It has taken me some time to understand the true essence of this saying, and it’s an ongoing practice.

Allow me to elaborate.

For example, let’s say you have just received a phone call that your proposal has been accepted on a big project. You can imagine how super excited you are. You can no longer contain your excitement, so you make a few calls and share the good news with family and friends.

It seems innocent, right?

That weekend comes along and you are now out to dinner with a whole lot of friends, still extremely excited from the phone call. You decide to share it with the whole table.

Monday comes and you receive a call saying that they have chosen to renege on the project because one of the partners decided to pull out altogether. You hang up the phone, feeling sunken in the pit of your stomach, as if a submarine was leaning on your intestines.

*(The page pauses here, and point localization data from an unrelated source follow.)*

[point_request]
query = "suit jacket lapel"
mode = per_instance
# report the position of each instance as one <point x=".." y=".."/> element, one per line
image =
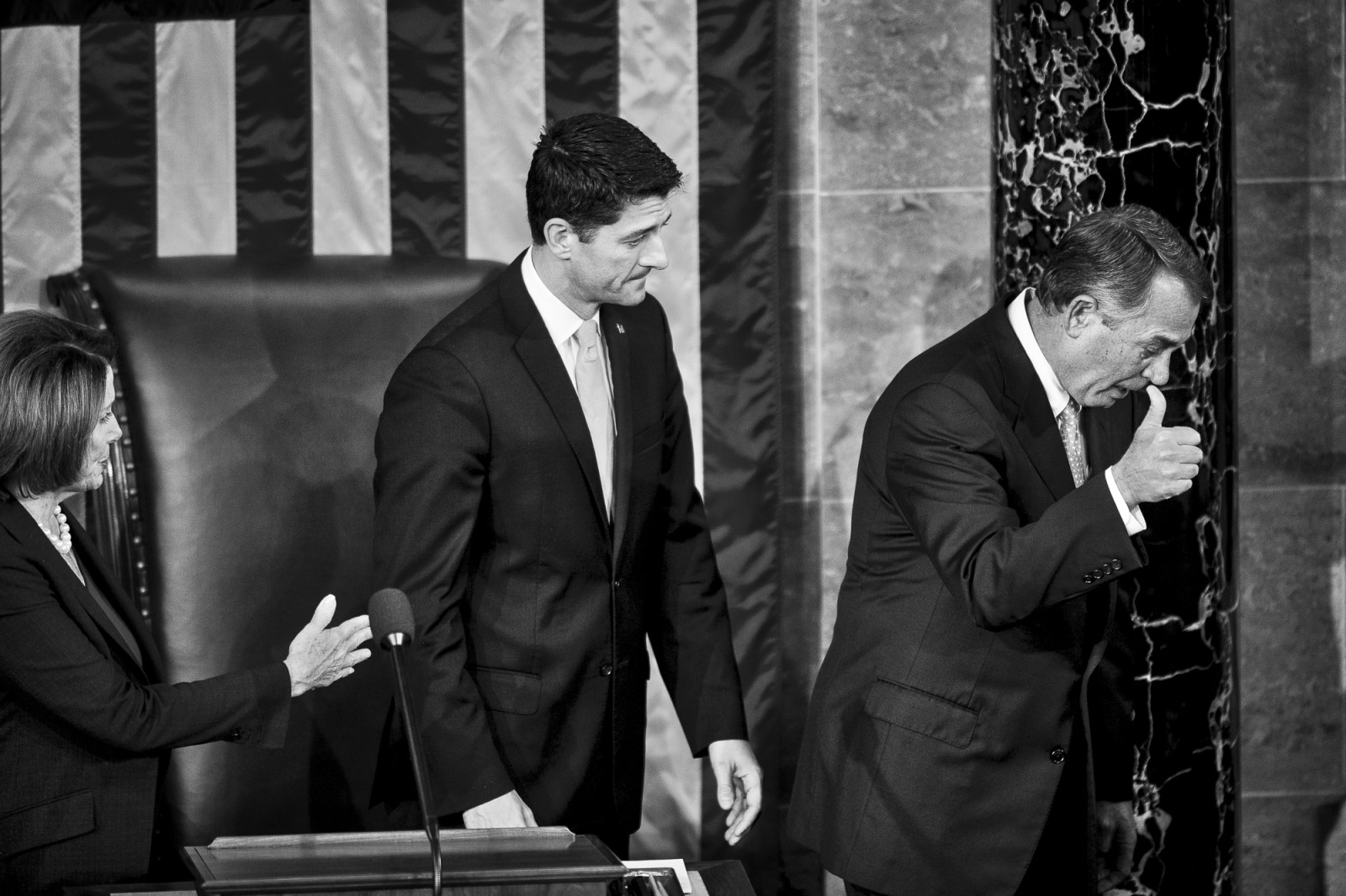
<point x="1026" y="404"/>
<point x="69" y="590"/>
<point x="120" y="600"/>
<point x="619" y="362"/>
<point x="544" y="365"/>
<point x="1105" y="435"/>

All of a sudden, you are drowned in shame, thinking of how you called all of your friends and family and you told everyone at dinner.

Sounds familiar?

Let’s make it personal. You tell everyone you are going to start your own creative business or you have come up with an amazing idea or innovation.

Then nothing becomes of it. It was all talk and no action.

Now, how many times has that occurred?

Quantum entanglement in life

Esra Syien shares that when two entangled particles are deeply linked and share the same existence, they can become widely separated in space, but measurement of one immediately affects the other. Therefore, you might travel lightyears apart, but you’ll always remain linked.

Stay with me, I am going somewhere with this information.

So, if we go back to the ‘silence is golden’ theory, we know from experience that when we share our ideas, projects or news with others, something gets in the way of it forming and taking shape.

But what is that? And why does this happen?

The theory I am about to share with you is called quantum entanglement. How this basically works is that when you share your idea with anyone, they will have an opinion, thought or feeling about it.

This, my dearest, is where the interruption takes place.

From a quantum physics point of view, just the fact that other individuals have input, in some way, shape or form, is actually interrupting and diminishing the power and intent of your goal.

Sometimes you block your own blessings by telling everyone your business.

Bite your tongue and think before you speak

Another way of understanding this is the evil eye. It is the look that is believed by many different cultures to cause harm or bad luck to the person at whom it is directed for reasons of jealousy and dislike. The term also refers to the power – superstitiously attributed to certain persons – of inflicting harm or bad luck with such a look.

The evil eye concept dates back thousands of years, being widely spread through the Mediterranean region and the Middle East.

It is believed that one can be harmed by the evil eye stare of an envious person or by a lengthy praise. This can occur either consciously or unconsciously. The desire-oriented waves generated in a person about another individual are transmitted to that individual and an evil eye is cast on them.

In Europe, it is believed that jealous or malicious looks can bring about bad luck. Triggers of affliction by the evil eye come through as a desirous or envious thought. There is also the Hamsa, which is an amulet that helps banish evil or any negative energy. It brings happiness, luck and good fortune to its owners.

Back to quantum entanglement. From a science perspective, there are particles that can become entangled when they interact with each other emitted from a common source.

This is why, once let out of the bag, you can kiss your dreams, aspirations and goals good-bye.

That’s why they say keep your cards close to your chest.

Acronyms that make the world go around

There are two acronyms that I would like to share with you.

The first one is W.A.I.T., which stands for:

Why

Am

I

Talking?

Instead of unconsciously talking, take a moment before you choose your words and ask yourself:

  • Am I talking because I am seeking approval?
  • Am I talking to control the conversation?
  • Am I talking to complain and gossip?
  • Am I talking because I want to share something that is relevant to the conversation?
  • Am I talking to try and garner sympathy?
  • Am I talking because I want to be the centre of attention?

Many of our behaviours are habitual and probably none more so than talking. Here are a few reflective questions to ask yourself before you leap into a conversation:

  • What is my intention with what I am about to say?
  • What question could I ask to get a better understanding of the other person?
  • What can I do to listen and let go of my urge to talk in this very moment?

The other acronym is T.H.I.N.K., which stands for:

T – is it true?

H – is it helpful?

I – is it inspiring?

N – is it necessary?

K – is it kind?

If we could all practise speaking less than we know and having more than we show, I wonder what our lives would look like and how much we would be able to manifest without interference.